- Born: May 19, 1786 Washington County, Pennsylvania
- Died: March 22, 1853 (aged 66) Cynthiana, Kentucky

= William K. Wall =

Kentucky lawyer (1786–1853)

William Ketchum Wall (May 19, 1786–March 22, 1853) was a Kentucky politician and lawyer. He was a state judge, and a prosecutor for the Commonwealth of Kentucky for 25 years. He served in both houses of the Kentucky state legislature. According to an 1887 history of Kentucky, he was one of the most influential men in Harrison County in the first half of the 19th century.

== Life and career ==
William Ketchum Wall was born in Washington County in southwestern Pennsylvania, the son of Hannah Ketchum and John Wall. John Wall had been in the militia in Pennsylvania during the American Revolutionary War, and a farmer and "large land owner." The family moved to Mason County and then Harrison County, Kentucky in 1791, and settled on a farm about one mile outside Cynthiana. William K. Wall had three brothers, Garrett Wall, Stephen Wall, and Samuel Wall.

Wall went to school in Scott County and Harrison County, and then he and "John T. Johnson studied law together at Georgetown, in the office of Col. Richard M. Johnson." He was licensed to practice law in 1809 by judges John Allen and William McClung. He was a private in Captain Johnson's company during the War of 1812.

He served as a member of the Kentucky House of Representatives in 1814, 1815, 1816, 1817, and 1818. William K. Wall was a director of the Bank of Cynthiana in 1818. In 1825 he was prosecutor in the Isaac Desha murder case. In 1826 he was paid per quarter for his work as a state judge. He was a candidate from Harrison County to be a presidential elector in 1832. In 1836 he was a Whig candidate to be a presidential elector.

From 1820 to 1843, "under commissions from six governors, he was Attorney for the Commonwealth in the second Judicial District of Kentucky.

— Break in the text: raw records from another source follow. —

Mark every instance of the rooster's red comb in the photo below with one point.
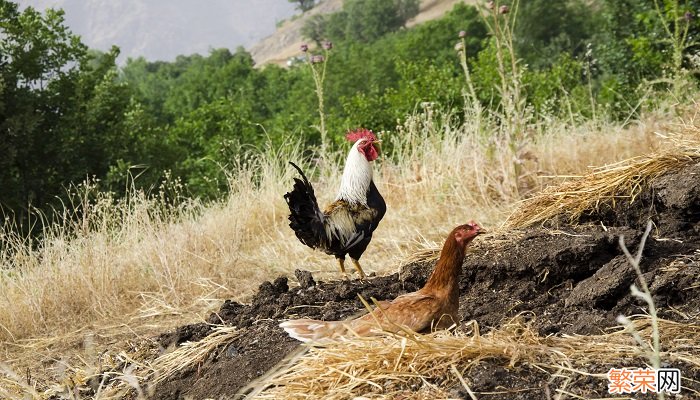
(361, 133)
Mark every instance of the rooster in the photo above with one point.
(347, 224)
(433, 307)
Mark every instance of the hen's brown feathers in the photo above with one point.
(434, 306)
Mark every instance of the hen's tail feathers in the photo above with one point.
(311, 330)
(305, 217)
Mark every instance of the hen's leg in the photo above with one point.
(359, 269)
(341, 262)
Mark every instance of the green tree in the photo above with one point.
(62, 109)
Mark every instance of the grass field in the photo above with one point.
(136, 266)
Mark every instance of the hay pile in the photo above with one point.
(421, 366)
(608, 185)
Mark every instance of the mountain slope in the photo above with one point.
(284, 43)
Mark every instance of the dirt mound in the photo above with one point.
(572, 280)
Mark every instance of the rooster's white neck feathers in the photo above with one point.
(356, 177)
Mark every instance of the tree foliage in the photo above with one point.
(67, 112)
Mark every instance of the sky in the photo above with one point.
(164, 29)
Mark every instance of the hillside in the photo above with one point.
(284, 43)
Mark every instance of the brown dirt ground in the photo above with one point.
(565, 279)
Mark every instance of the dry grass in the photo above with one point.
(609, 184)
(383, 367)
(142, 266)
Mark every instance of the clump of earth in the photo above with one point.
(573, 279)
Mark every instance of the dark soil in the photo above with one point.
(574, 279)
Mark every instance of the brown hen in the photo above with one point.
(433, 307)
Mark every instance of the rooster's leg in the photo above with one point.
(341, 262)
(359, 269)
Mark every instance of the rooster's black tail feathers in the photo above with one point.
(305, 217)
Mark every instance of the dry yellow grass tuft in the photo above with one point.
(609, 184)
(383, 367)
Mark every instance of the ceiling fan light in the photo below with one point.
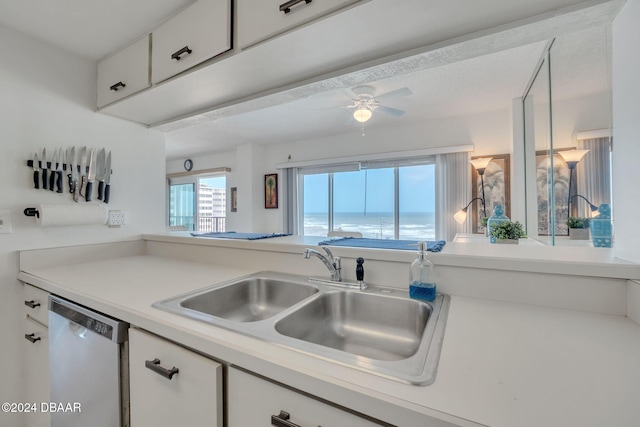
(362, 114)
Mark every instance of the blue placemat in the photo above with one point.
(243, 236)
(411, 245)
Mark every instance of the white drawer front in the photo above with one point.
(124, 73)
(35, 304)
(200, 32)
(193, 395)
(260, 20)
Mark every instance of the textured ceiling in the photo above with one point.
(444, 83)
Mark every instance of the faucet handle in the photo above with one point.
(328, 251)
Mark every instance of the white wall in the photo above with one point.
(47, 99)
(626, 131)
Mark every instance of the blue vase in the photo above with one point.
(602, 228)
(497, 217)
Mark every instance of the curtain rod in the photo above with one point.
(379, 156)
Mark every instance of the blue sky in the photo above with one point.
(417, 190)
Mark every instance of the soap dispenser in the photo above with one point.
(422, 283)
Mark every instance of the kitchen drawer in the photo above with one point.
(253, 401)
(260, 20)
(35, 304)
(199, 32)
(35, 377)
(124, 73)
(191, 397)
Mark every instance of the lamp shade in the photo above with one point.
(573, 156)
(460, 216)
(481, 163)
(362, 114)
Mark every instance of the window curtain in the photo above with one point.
(453, 192)
(594, 174)
(290, 200)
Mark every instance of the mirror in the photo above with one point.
(567, 111)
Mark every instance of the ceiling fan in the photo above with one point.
(365, 102)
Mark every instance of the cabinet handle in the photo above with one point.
(32, 304)
(177, 56)
(117, 86)
(154, 365)
(32, 337)
(286, 7)
(282, 420)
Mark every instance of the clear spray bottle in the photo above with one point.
(422, 284)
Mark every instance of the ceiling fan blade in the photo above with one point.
(391, 111)
(349, 93)
(405, 91)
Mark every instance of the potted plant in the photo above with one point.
(483, 223)
(578, 228)
(508, 232)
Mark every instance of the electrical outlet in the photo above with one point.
(5, 222)
(117, 218)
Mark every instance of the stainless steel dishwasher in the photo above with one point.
(88, 359)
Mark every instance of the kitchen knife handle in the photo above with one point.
(101, 190)
(88, 191)
(83, 186)
(45, 179)
(59, 182)
(52, 180)
(75, 191)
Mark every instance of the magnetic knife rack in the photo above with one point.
(64, 166)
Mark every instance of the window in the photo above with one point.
(381, 200)
(198, 202)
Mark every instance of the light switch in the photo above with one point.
(5, 222)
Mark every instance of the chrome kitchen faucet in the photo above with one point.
(331, 262)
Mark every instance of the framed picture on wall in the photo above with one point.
(271, 191)
(497, 189)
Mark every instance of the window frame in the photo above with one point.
(331, 169)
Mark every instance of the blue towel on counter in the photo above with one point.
(243, 236)
(411, 245)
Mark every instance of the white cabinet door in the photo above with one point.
(192, 396)
(35, 304)
(260, 20)
(36, 371)
(124, 73)
(200, 32)
(253, 401)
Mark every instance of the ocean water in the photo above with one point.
(375, 225)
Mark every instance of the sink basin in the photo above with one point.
(369, 325)
(378, 330)
(247, 300)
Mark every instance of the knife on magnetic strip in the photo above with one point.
(107, 178)
(83, 173)
(91, 175)
(100, 174)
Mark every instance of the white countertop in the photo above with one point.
(502, 364)
(581, 261)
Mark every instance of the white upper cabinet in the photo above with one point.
(199, 32)
(124, 73)
(260, 20)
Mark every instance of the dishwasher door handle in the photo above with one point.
(154, 365)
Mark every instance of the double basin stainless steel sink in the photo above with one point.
(377, 330)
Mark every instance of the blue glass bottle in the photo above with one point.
(497, 217)
(602, 227)
(422, 284)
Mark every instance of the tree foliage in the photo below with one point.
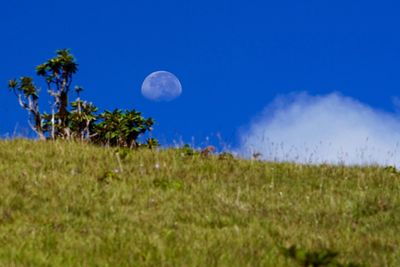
(78, 119)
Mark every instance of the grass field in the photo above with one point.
(68, 204)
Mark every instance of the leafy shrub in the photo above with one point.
(79, 119)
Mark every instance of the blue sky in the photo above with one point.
(233, 58)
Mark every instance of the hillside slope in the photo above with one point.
(67, 204)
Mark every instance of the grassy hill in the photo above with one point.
(67, 204)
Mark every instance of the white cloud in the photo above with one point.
(323, 129)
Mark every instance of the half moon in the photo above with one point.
(161, 86)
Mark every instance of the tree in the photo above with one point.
(79, 119)
(58, 73)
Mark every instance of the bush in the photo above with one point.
(77, 120)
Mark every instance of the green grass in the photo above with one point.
(68, 204)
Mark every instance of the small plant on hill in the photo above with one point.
(319, 258)
(77, 120)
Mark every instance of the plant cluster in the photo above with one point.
(78, 119)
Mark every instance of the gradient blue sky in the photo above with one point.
(232, 57)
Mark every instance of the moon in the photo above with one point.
(161, 86)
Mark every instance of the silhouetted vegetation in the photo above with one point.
(78, 119)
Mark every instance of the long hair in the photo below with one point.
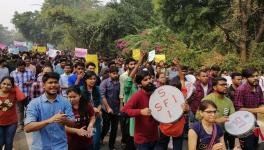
(84, 114)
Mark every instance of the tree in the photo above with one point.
(240, 21)
(29, 25)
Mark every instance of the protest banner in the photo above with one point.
(93, 58)
(18, 43)
(13, 50)
(41, 49)
(52, 52)
(80, 52)
(160, 57)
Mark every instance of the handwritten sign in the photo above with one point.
(13, 50)
(165, 104)
(80, 52)
(92, 58)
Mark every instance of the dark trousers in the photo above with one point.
(164, 141)
(249, 143)
(146, 146)
(7, 134)
(229, 141)
(130, 145)
(21, 108)
(110, 119)
(126, 138)
(124, 124)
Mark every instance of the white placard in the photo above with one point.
(240, 123)
(165, 104)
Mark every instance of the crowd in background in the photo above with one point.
(68, 105)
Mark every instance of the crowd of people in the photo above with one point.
(67, 105)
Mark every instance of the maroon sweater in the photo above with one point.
(146, 128)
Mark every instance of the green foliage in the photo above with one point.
(85, 23)
(7, 37)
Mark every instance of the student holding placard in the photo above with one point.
(138, 107)
(205, 134)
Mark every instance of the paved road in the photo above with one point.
(23, 140)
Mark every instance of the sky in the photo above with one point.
(8, 8)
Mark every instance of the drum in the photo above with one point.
(260, 121)
(240, 124)
(165, 104)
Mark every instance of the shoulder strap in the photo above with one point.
(210, 146)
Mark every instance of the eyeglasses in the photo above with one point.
(210, 112)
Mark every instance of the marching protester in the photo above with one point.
(47, 116)
(130, 65)
(37, 86)
(29, 66)
(203, 87)
(23, 79)
(176, 129)
(236, 82)
(91, 67)
(80, 135)
(249, 97)
(110, 89)
(91, 92)
(77, 77)
(60, 67)
(130, 88)
(224, 105)
(64, 79)
(97, 107)
(4, 71)
(9, 95)
(138, 107)
(206, 134)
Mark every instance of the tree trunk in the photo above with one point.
(243, 42)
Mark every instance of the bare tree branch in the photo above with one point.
(227, 34)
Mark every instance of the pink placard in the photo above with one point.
(80, 52)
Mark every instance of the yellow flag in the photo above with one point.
(160, 57)
(93, 58)
(136, 54)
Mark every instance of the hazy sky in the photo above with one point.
(8, 8)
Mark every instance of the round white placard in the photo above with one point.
(165, 104)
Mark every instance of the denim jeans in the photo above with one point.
(7, 134)
(110, 119)
(146, 146)
(97, 134)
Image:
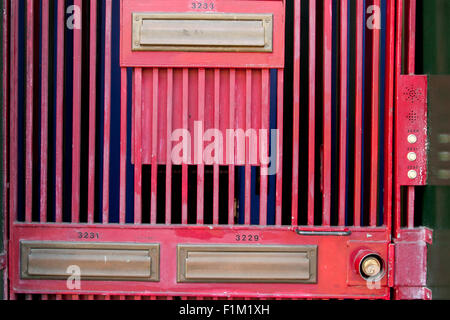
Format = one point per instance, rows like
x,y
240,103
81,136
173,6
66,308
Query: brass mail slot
x,y
219,32
247,264
94,261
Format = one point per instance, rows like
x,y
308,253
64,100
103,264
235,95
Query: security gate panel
x,y
162,149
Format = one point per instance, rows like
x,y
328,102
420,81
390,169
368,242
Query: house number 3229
x,y
202,5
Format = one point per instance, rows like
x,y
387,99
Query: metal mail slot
x,y
247,264
202,32
95,261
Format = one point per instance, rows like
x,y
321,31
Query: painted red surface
x,y
227,91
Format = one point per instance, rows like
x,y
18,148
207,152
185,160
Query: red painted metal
x,y
226,91
76,142
389,114
375,102
44,111
411,264
312,111
169,145
327,121
360,27
5,126
107,111
331,285
131,58
296,113
59,114
280,119
92,110
123,145
137,106
343,112
29,110
411,120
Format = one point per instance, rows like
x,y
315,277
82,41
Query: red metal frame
x,y
5,133
231,91
343,282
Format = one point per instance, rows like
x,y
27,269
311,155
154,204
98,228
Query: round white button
x,y
412,138
412,174
412,156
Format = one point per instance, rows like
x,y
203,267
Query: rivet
x,y
412,138
412,174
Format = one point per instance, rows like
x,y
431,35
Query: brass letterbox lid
x,y
197,32
247,264
95,261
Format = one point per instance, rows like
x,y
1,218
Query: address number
x,y
247,238
203,5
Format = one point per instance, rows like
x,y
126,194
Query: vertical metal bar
x,y
59,112
312,110
343,109
76,135
123,145
44,111
199,151
375,102
398,71
216,163
280,119
248,126
296,125
107,111
231,167
265,125
360,27
92,109
138,146
169,145
154,178
390,67
184,190
327,124
411,55
13,112
29,112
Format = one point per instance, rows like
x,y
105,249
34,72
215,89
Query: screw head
x,y
371,267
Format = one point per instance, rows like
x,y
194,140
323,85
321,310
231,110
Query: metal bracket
x,y
410,278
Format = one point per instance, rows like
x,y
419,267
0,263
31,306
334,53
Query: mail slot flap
x,y
230,34
269,264
202,32
94,261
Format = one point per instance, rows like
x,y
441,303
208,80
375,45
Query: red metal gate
x,y
318,225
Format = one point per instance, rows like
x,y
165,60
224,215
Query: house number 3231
x,y
203,5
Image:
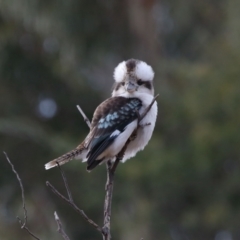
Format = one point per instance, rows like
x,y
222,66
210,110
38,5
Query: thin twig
x,y
72,204
22,223
111,168
60,227
84,116
65,183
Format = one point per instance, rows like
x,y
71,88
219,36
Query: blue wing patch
x,y
110,119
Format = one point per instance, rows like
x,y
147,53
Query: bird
x,y
116,119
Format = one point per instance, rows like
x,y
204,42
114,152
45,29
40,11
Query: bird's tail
x,y
64,158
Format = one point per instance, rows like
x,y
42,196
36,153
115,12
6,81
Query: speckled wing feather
x,y
109,120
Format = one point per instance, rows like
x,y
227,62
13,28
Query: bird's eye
x,y
139,82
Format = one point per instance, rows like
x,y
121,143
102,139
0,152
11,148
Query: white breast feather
x,y
144,134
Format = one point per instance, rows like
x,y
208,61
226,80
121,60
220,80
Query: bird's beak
x,y
130,85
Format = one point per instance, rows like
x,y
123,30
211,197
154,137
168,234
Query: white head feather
x,y
143,71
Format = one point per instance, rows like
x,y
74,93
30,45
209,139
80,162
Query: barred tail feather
x,y
63,159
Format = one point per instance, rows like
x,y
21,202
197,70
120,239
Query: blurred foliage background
x,y
55,54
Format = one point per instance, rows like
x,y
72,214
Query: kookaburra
x,y
115,119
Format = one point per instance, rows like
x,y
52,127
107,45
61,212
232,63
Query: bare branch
x,y
111,168
74,206
22,223
65,183
60,228
84,116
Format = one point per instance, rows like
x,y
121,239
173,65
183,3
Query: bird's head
x,y
133,76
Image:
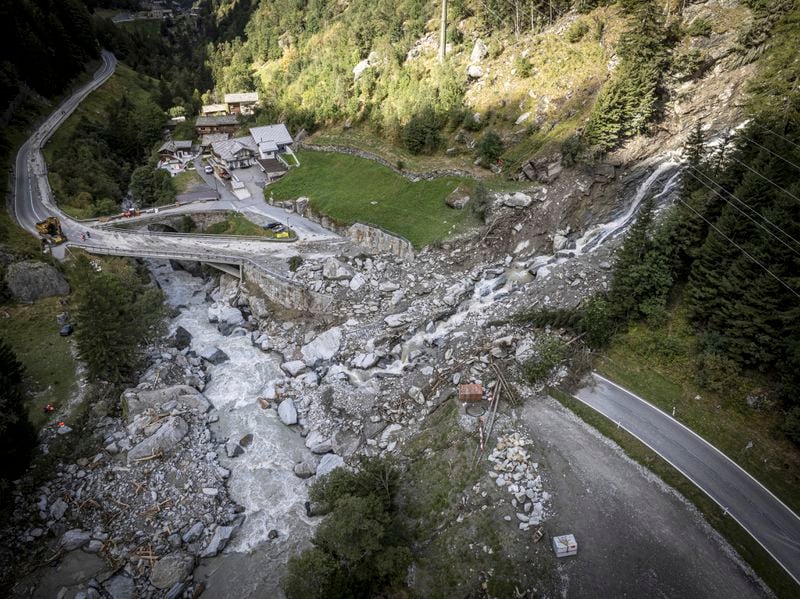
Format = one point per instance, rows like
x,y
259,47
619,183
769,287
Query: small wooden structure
x,y
470,393
565,545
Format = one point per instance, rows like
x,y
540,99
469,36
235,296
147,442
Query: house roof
x,y
207,108
241,97
277,134
210,138
173,146
212,121
227,149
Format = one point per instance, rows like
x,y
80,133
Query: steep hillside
x,y
581,79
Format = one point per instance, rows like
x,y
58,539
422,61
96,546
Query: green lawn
x,y
350,189
657,365
32,332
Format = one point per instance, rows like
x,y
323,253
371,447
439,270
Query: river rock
x,y
294,367
30,280
328,463
287,412
194,533
323,347
214,355
75,539
365,361
165,438
171,569
357,282
474,71
517,200
305,469
479,51
217,543
335,270
120,587
183,338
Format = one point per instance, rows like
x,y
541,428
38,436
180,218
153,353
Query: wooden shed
x,y
470,392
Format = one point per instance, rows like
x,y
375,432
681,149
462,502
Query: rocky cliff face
x,y
30,280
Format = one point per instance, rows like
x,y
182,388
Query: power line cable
x,y
744,251
776,134
789,193
752,219
786,160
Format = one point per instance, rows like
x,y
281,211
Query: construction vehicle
x,y
50,230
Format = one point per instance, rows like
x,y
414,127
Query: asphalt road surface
x,y
764,516
33,202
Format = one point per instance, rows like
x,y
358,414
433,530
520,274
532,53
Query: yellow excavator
x,y
50,230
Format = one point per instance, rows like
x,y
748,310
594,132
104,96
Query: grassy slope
x,y
761,562
32,331
350,189
96,107
656,364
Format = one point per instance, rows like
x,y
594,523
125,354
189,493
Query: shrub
x,y
470,123
700,27
549,352
360,550
490,147
577,31
523,66
421,134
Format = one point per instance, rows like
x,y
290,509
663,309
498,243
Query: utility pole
x,y
443,32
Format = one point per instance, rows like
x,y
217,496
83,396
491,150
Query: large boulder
x,y
479,51
30,280
217,543
287,412
170,569
335,270
136,401
329,463
75,539
323,347
183,338
214,355
168,435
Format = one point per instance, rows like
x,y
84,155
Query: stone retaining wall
x,y
286,293
411,176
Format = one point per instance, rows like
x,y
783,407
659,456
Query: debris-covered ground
x,y
248,403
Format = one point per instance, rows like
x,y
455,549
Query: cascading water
x,y
261,480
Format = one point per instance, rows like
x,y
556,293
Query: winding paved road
x,y
33,202
759,512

He ran for Congress in 1843 but was defeated by John W. Tibbatts. He was a Kentucky state senator from 1846 to 1850. He was attending Whig political conventions in 1843. He chaired the Whig gubernatorial nominating convention in 1848. In 1850 he was chairman of a convention that opposed a new Kentucky state constitution.

== Personal life ==
His wife Priscilla died in 1833, possibly in the cholera epidemic that year, and she is buried in a vault tomb in Old Cynthiana Cemetery.

== Death and legacy ==
He died of pneumonia at his home in Cynthiana. His name was often prefaced by a title, such as Captain or Major or Colonel.

In 1839, Theodore Dwight Weld, Angelina Grimké, and Sarah Grimké, writing for the American Anti-Slavery Society, named Wall as one of the high-status southerners who engaged in the interstate slave trade, writing, "that a late member of the Kentucky Senate (Col. Wall) not only carried on the same business, a few years ago, but accompanied his droves in person down the Mississippi. Not as the driver, for that would be vulgar drudgery, beneath a gentleman, but as a nabob in state, ordering his understrappers."

Western Kentucky University holds two letters from Wall in its manuscript collection. Mississippi State University holds a letter to Wall from Henry Clay regarding the sale of a piece of a property.